For specific features, consider the following papers as well:
- R. Fučík, P. Eichler, R. Straka, P. Pauš, J. Klinkovský, and T. Oberhuber, On optimal node spacing for immersed boundary–lattice Boltzmann method in 2D and 3D, Computers & Mathematics with Applications 77.4 (2019), pages 1144–1162.
- R. Fučík, R. Galabov, P. Pauš, P. Eichler, J. Klinkovský, R. Straka, J. Tintěra, and R. Chabiniok, Investigation of phase-contrast magnetic resonance imaging underestimation of turbulent flow through the aortic valve phantom: experimental and computational study using lattice Boltzmann method, Magnetic Resonance Materials in Physics, Biology and Medicine 33.5 (2020), pages 649–662.
- P. Eichler, R. Fučík, and R. Straka, Computational study of immersed boundary-lattice Boltzmann method for fluid-structure interaction, Discrete & Continuous Dynamical Systems-S 14.3 (2021), page 819.
- P. Eichler, V. Fuka, and R. Fučík, Cumulant lattice Boltzmann simulations of turbulent flow above rough surfaces, Computers & Mathematics with Applications 92 (2021), pages 37–47.
- M. Beneš, P. Eichler, R. Fučík, J. Hrdlička, J. Klinkovský, M. Kolář, T. Smejkal, P. Skopec, J. Solovský, P. Strachota, R. Straka, and A. Žák, Experimental and numerical investigation of air flow through the distributor plate in a laboratory-scale model of a bubbling fluidized bed boiler, Japan Journal of Industrial and Applied Mathematics 39.3 (2022), pages 943–958.
- J. Klinkovský, A. C. Trautz, R. Fučík, T. H. Illangasekare, Lattice Boltzmann method–based efficient GPU simulator for vapor transport in the boundary layer over a moist soil: Development and experimental validation, Computers & Mathematics with Applications 138, 65-87 (2023).
The code originates in the work of Robert Straka, Radek Fučík, and Pavel Eichler.
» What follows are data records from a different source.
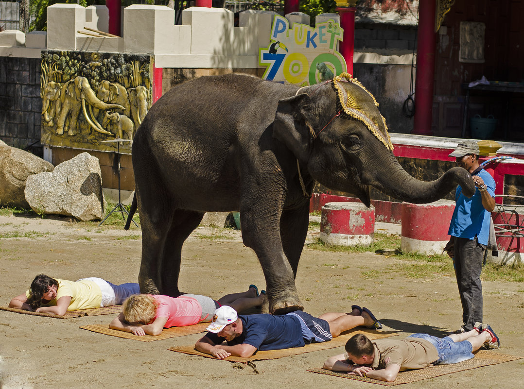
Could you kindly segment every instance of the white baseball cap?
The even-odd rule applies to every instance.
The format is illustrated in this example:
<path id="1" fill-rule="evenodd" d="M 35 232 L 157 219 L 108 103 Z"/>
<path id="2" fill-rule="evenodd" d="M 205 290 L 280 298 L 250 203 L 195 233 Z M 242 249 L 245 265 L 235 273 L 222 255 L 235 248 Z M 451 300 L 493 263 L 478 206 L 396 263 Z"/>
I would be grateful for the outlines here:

High-performance computational capabilities and interoperation with TNL were developed by Jakub Klinkovský and Tomáš Oberhuber. The current code maintainer is Jakub Klinkovský.
Furthermore, various features were developed in cooperation with students working on their research projects at the Faculty of Nuclear Sciences and Physical Engineering, Czech Technical University in Prague.
TNL-LBM is provided under the terms of the MIT License.